Finally, be strong in the Lord and in the strength of his might. Put on the whole armor of God, that you may be able to stand against the schemes of the devil. For we do not wrestle against flesh and blood, but against the rulers, against the authorities, against the cosmic powers over this present darkness, against the spiritual forces of evil in the heavenly places. Therefore take up the whole armor of God, that you may be able to withstand in the evil day, and having done all, to stand firm. Stand therefore, having fastened on the belt of truth, and having put on the breastplate of righteousness, and, as shoes for your feet, having put on the readiness given by the gospel of peace. In all circumstances take up the shield of faith, with which you can extinguish all the flaming darts of the evil one; and take the helmet of salvation, and the sword of the Spirit, which is the word of God . . .

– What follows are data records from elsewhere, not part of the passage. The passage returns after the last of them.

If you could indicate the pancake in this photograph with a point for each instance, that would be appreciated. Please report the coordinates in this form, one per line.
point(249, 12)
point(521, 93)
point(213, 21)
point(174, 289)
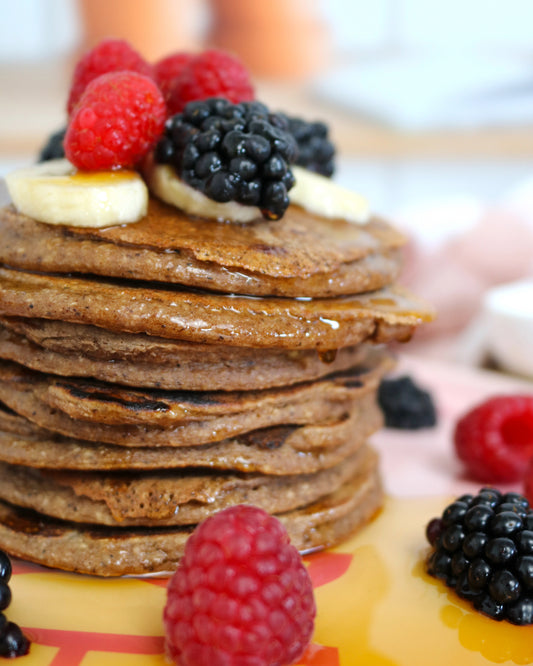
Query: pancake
point(97, 353)
point(112, 552)
point(304, 255)
point(276, 450)
point(109, 414)
point(167, 498)
point(323, 324)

SONG: “Siyahamba” (We Are Marching) | South African folk song | Arrangement by Walt Whitman performed by the Soul Children of Chicago, July 21, 2008, as the finale of “Hope in Action,” a celebration of Nelson Mandela’s ninetieth birthday | For a congregational hymn arrangement, see African American Heritage Hymnal #164
This exultant hymn, which likely originated during South Africa’s apartheid era, consists of permutations of the Zulu phrase Siyahamb’ ekukhanyen’ kwen khos’ (“We are marching in the light of God”), with subsequent verses substituting alternate verbs like “dancing,” “singing,” and “praying.” In 2008 Walt Whitman arranged the song for Soul Children of Chicago, a choir he formed as a means of “encouraging our youth and providing hope and inspiration in a world filled with challenges and despair.” His version is a lot of fun, albeit busier than others, with a more densely textured, orchestral sound. For a more straightforward rendition with clear vocals and simple percussion, check out the University of Notre Dame Folk Choir’s Crossroads of Praise album from 1999.